A privately owned property company, Markland Holdings, has paid £9.5 million (€12m) for a Dublin office block in a deal which underlines the strength of the investment market in the city centre.
Gandon House, the five-storey second generation building on Amiens Street is across the road from the IFSC and is currently producing an annual rent of £457,106 (€580,405), giving an initial yield of 4.4% after normal acquisition costs and an equivalent yield of around 8 per cent.
A rent review of the third and fourth floors is outstanding at the moment and is expected to bring the yield up to over 6 per cent. The rent on a third floor will be reviewed next year.

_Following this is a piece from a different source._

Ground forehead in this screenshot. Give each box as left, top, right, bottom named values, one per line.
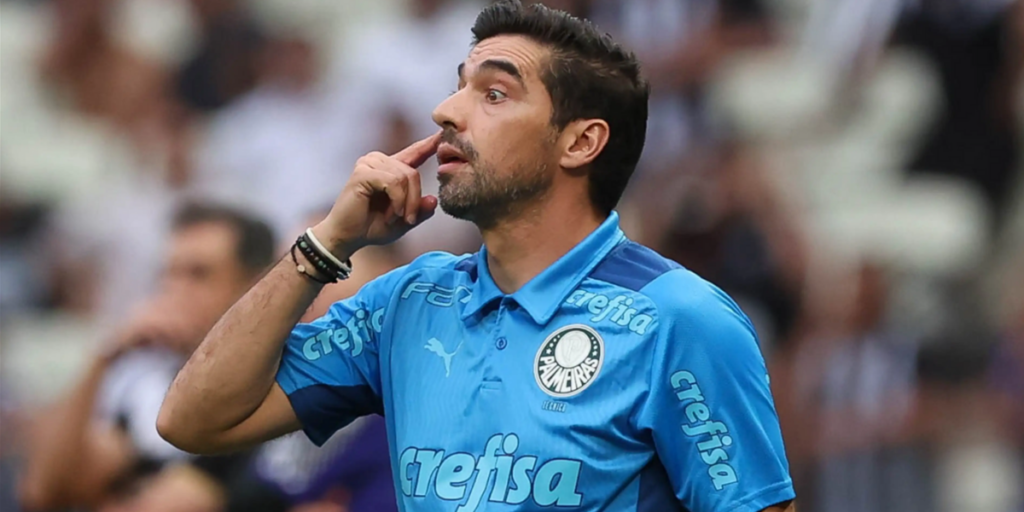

Some 97 per cent of the 38,254 sq ft block is let under long leases to the Office of Public Works and occupied by the Department of Social Welfare. The leases date from the late 1970s and have between 11 and 13 years to run. Part of the second floor is let under a separate lease to OOCL, a freight transport company.
The building has been upgraded in recent years and includes two 13-person lifts, air-conditioning and parking for 30 cars. It is just across Amiens Street from the IFSC blocks occupied by McCann Fitzgerald and Arthur Andersen and close to Connolly mainline rail and DART stations.
"The strong price achieved for this building underlines the continuing demand for office buildings with good covenants in the city centre," according to John Moran, of Jones Lang LaSalle, who handled the sale on behalf of the Construction Federation Operatives Pension Scheme.
Aidan Scully, managing director of Markland, said the building offered tremendous potential for growth with the passing rents of around £11 (€14) per sq ft, well below the £40 (€51) within the IFSC. He said Gandon House had redevelopment potential in the long term.
Palmer McCormack acted for Markland.